Winter Indoor Herb Garden


| 12/5/2012 9:48:00 AM


Tags: herbs, indoor gardening, growing herbs, winter, houseplants, Susan Berry,

Just because Summer is gone doesn't mean you can't have the taste of Summer fresh herbs this time of year. Fresh herbs are very pricey in the supermarket so why not grow your own indoors this Winter? When Spring comes back, and it always does, simply harden your indoor herb plants off over a week or two and then plant in the garden outdoors for continued growth over the Summer. Here are some of my favorite herbs to grow indoors. Try one of these or a few and have herbs for soups, stews, salads, herb crusted breads, all Winter long.
 Indoor Herb Garden 

Lemongrass: Technically, you don’t even grow lemongrass, in that it’s not planted in soil, making this one incredibly easy herb to keep in the house. When buying a stalk at your local market, look for plenty of stem and make sure the base is intact. Trim the top and place the stalk in a couple inches of water. The stalk will produce roots and dozens of new shoots. Lemongrass is found in many Asian recipes. It is light and refreshing in flavor with a lemony appeal.

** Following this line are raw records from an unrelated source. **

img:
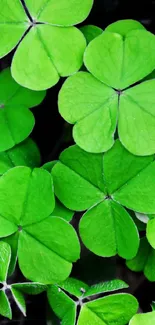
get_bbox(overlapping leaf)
[48,278,138,325]
[0,167,80,283]
[52,140,155,259]
[0,67,46,152]
[81,25,103,44]
[0,138,40,175]
[0,0,93,90]
[59,20,155,155]
[0,242,46,319]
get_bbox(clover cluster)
[0,0,155,325]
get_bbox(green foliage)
[52,140,155,259]
[126,237,155,282]
[0,0,93,90]
[0,67,46,152]
[0,242,46,319]
[59,21,155,155]
[0,138,40,175]
[48,278,138,325]
[0,9,155,325]
[129,311,155,325]
[0,167,80,283]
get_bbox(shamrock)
[52,140,155,259]
[0,68,46,152]
[42,160,74,222]
[126,237,155,282]
[0,0,93,90]
[58,21,155,156]
[0,138,40,176]
[0,242,46,319]
[129,311,155,325]
[0,167,80,284]
[47,278,138,325]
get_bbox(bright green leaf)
[58,26,155,156]
[52,140,155,259]
[129,312,155,325]
[103,140,154,194]
[84,30,155,89]
[118,79,155,155]
[135,212,149,224]
[58,72,118,153]
[0,67,46,152]
[112,161,155,214]
[79,200,139,258]
[0,167,54,226]
[42,160,57,173]
[126,237,155,281]
[77,294,138,325]
[11,24,85,90]
[51,200,74,222]
[0,0,93,90]
[0,0,29,58]
[0,138,40,175]
[18,217,80,284]
[0,167,80,283]
[105,19,145,37]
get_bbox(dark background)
[0,0,155,325]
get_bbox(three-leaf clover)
[52,140,155,259]
[129,311,155,325]
[0,0,93,90]
[0,242,46,319]
[47,278,138,325]
[126,237,155,282]
[0,138,41,176]
[0,67,46,152]
[0,167,80,283]
[59,22,155,155]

Chives: These are one of the easiest herbs to grow indoors, as they do not require much light and are prolific in their production. Chives are easiest to start from an already-established plant. Just pull up a bunch from the established plant (including the roots), place it in a small pot half-full of potting soil, then cover the roots up to the crowns with more potting soil. Cut about one-third of growth off the top to stimulate new growth. Who can resist some flavorful chives on their baked potato? Or make your own onion and chive veggie dip.

Mint: Both spearmint and peppermint literally grow like weeds. They’re both very hearty and very invasive, meaning that they can quickly choke out other herbs. Keep in mind that a lot of spearmint is required to produce the same minty effect as peppermint, so if you’re growing it indoors, where space is limited and harvesting is frequent, peppermint is the better option. Start your peppermint plant with seeds—not root or leaf cuttings—in a small pot full of potting soil. Peppermint will thrive in shade, but make sure it’s in a spot where it gets at least a little bit of light each day. After living in the South for 10 years I still like to drink ice tea year round and one of my favorite additions to tea, hot or iced, is mint.

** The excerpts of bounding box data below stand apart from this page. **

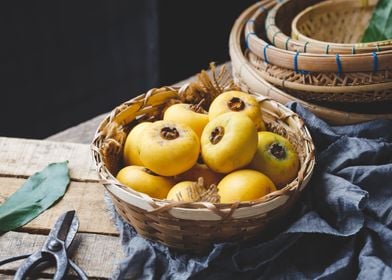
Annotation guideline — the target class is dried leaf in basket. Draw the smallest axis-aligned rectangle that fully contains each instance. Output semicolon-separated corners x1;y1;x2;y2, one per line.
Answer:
179;62;239;110
100;122;127;174
172;177;220;203
362;0;392;43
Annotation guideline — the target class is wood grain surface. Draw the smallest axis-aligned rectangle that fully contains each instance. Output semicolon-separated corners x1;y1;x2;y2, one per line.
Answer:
0;232;123;279
0;137;123;279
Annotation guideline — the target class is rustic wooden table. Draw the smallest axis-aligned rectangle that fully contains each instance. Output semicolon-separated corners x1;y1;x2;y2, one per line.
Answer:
0;65;220;279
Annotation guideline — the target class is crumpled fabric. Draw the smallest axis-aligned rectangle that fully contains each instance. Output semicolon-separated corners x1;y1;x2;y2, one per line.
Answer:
108;103;392;280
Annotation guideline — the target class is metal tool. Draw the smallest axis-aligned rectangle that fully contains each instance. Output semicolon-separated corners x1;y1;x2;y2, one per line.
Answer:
0;211;88;280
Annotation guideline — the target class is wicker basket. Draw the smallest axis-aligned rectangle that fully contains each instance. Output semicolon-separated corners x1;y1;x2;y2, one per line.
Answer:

Parsley: Parsley is one of the most commonly used herbs and is very easy to grow, though the seeds can be difficult to germinate and may take up to two weeks to see results. Parsley doesn’t require much light or maintenance once you get it started. Keep in mind, though, that this plant is a fairly slow grower, so initial clippings will not harvest a lot. Parsley is said to be good for an upset tummy and as a breath freshener. It is also lovely as a garnish and gives a fresh flavor to potato salad and sauces.

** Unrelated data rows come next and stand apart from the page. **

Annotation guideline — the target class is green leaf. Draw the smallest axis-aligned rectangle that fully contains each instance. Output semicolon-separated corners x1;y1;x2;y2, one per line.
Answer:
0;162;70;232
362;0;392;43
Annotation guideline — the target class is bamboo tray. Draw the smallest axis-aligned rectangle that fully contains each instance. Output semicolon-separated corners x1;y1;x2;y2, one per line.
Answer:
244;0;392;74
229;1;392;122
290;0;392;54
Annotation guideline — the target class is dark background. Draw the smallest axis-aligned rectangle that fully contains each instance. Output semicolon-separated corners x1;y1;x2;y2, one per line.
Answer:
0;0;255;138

Oregano: The Greek variety of oregano is easiest to grow; however all oregano requires six to eight hours of sunlight per day, so a well-lit window—particularly one with southwestern sun exposure—is best. As an herb in sauces for pizza or any Italian dish, oregano is a staple.

SUSAN BERRY
12/8/2012 3:41:26 AM

Hi Dave, My favorites are basil and thyme and rosemary. I would suggest starting from seed or getting some small plants that have been inside already. Places like Lowe's or supermarkets usually have them in pots. I prefer starting seeds, then you know how they have been raised from the start. If I had to pick just one I would say basil.


NEBRASKA DAVE
12/7/2012 1:02:02 AM

Susan, I've never tried cooking with herbs. My seasoning is not much past onion, garlic, and Mrs. Dash. I know, I'm pretty boring when it comes to eating. I would like to test out the culinary herb world. Which one would you suggest I try first? Have a great Winter herb garden day.